A lot of comparisons are being made between San Francisco and Seattle now that our “Silicon Forest” is comprised of 138,000 tech jobs and is the second fastest-growing in the US, according a New York Times article that highlighted the increased housing costs and traffic challenges while alluding to San Francisco as a harbinger of what’s to come for Seattle.
“Nowhere, though, has there been a more concerted effort to create a San Francisco-like tech scene with fewer downsides than in Seattle, the country’s second-biggest tech hub by some measures,” the Times describes.
Jones says the lack of a state income tax is also a key factor when considering the overall cost of living in the region compared with California, which has among the highest combined tax rates in the country.
By one measurement, Amazon.com certainly is bullish on the future of the local economy.
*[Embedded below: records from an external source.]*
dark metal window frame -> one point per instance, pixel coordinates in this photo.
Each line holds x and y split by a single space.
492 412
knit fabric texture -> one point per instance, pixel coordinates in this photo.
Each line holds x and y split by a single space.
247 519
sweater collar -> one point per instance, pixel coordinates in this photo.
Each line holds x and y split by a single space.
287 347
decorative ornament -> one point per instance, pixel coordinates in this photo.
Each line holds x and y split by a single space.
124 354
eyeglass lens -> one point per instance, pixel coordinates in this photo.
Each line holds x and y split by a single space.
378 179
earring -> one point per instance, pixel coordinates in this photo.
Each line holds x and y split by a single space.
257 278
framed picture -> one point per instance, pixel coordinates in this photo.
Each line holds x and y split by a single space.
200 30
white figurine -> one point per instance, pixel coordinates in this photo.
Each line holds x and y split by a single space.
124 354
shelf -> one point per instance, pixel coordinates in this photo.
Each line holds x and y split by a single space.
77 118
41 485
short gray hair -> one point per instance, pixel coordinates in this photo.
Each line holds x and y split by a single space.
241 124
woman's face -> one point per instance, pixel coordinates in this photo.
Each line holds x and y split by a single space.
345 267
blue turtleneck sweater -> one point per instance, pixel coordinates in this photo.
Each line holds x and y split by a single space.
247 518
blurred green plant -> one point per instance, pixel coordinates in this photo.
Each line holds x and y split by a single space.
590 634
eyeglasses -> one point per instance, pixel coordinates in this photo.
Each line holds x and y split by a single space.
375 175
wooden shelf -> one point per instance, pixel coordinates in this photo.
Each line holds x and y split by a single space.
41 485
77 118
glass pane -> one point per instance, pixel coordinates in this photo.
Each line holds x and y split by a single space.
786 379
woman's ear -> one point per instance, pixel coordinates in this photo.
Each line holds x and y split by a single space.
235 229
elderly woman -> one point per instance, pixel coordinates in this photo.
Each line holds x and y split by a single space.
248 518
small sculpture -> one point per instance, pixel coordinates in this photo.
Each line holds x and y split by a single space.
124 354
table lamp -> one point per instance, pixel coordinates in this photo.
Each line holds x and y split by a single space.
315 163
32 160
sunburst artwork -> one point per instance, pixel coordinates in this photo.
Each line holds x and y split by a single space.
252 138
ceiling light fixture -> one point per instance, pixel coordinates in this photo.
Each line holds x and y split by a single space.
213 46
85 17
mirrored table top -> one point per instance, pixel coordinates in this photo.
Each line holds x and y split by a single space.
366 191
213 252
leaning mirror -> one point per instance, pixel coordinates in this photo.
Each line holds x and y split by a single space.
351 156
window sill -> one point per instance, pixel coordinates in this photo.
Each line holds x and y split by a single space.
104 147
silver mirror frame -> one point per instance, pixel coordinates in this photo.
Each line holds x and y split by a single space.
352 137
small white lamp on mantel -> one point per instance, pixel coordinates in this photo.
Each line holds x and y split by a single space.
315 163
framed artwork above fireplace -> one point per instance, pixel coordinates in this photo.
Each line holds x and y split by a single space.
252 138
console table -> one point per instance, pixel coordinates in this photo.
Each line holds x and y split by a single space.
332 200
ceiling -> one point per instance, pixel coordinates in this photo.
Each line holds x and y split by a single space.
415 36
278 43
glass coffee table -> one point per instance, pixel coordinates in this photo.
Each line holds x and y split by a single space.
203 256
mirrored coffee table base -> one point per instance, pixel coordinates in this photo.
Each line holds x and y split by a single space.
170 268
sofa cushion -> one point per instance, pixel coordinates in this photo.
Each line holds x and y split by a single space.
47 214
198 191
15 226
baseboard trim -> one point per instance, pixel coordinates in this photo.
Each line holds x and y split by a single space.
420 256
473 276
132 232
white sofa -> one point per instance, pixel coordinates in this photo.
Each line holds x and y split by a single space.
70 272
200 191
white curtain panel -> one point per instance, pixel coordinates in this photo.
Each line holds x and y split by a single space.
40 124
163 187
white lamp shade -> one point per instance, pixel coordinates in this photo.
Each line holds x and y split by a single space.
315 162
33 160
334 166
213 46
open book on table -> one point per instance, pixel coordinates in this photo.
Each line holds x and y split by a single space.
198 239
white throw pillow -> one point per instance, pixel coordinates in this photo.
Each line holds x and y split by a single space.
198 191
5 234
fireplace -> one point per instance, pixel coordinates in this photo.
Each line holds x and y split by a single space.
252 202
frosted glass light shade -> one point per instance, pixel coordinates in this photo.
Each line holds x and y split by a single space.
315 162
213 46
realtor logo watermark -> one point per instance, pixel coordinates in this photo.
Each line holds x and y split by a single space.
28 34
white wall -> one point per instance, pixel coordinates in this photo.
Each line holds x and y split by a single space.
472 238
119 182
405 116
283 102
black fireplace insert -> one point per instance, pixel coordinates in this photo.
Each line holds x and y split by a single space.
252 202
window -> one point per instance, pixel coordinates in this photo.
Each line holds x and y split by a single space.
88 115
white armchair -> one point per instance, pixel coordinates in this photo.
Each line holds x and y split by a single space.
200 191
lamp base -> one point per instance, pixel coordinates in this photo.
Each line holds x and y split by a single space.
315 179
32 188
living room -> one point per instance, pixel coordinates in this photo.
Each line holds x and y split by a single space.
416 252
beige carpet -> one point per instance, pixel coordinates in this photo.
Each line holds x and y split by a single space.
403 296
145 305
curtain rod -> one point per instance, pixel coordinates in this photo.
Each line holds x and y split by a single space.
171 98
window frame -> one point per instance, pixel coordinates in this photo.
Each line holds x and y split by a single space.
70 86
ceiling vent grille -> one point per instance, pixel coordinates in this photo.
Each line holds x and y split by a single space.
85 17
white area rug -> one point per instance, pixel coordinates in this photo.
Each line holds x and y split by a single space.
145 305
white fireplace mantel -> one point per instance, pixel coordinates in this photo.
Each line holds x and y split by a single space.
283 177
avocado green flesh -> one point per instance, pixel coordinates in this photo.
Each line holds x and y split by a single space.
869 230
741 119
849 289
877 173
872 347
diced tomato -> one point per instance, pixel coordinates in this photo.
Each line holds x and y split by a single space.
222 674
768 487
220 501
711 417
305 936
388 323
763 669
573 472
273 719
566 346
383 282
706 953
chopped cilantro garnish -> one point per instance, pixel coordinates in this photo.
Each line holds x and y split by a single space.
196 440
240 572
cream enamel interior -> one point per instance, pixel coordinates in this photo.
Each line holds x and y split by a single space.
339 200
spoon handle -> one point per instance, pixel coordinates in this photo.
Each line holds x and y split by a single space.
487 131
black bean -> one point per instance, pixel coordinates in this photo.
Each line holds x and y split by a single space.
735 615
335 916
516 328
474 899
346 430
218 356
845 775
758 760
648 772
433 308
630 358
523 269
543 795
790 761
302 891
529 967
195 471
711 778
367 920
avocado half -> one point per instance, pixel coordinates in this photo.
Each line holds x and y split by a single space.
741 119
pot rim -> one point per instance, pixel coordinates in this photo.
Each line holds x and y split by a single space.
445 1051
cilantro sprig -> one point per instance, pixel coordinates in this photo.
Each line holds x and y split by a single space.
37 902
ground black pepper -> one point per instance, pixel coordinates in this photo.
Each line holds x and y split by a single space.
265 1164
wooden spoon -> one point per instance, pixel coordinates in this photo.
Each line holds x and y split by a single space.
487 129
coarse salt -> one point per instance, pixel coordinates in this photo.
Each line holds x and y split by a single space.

The online retail giant recently announced they are breaking ground on their third office tower in the Denny Triangle area, which was coined by RSIR as the “Ama-zone.”
With so much job growth and rising concerns over snarled traffic in and out of downtown Seattle, it’s no surprise that Forbes named Seattle among the top ten cities building the most multi-family housing. Ranking tenth of fifty-three large US metro areas, the Seattle region built 38,803 new multi-family units from 2011 through 2014. The challenge is that substantially all of this inventory was for rent and not for sale. Meanwhile there are 21,600 rental units under construction with just over half in downtown Seattle, another quarter on the Eastside and the balance spread throughout South King and Snohomish counties as noted by the Puget Sound Business Journal.
In June 2015, RSIR predicted that the in-city condominium market would establish a new benchmark for median home prices as new construction inventory began closing and liquidity returned. The special insert called “The Manhattanization of Seattle” was featured in the Puget Sound Business Journal.
“I believe 2016 will mark a return to for-sale housing preferences as savvy consumers position for their slice of this rising home market, lockin a low mortgage rate while they can and enjoy the income tax benefits as a homeowner,” adds Jones. “We will see an increase in high-profile condominium development downtown as well as more in-fill multi-family for sale in close in neighborhoods and along transportation corridors. Renters signing another year lease will only find ownership getting further away from them ahead.”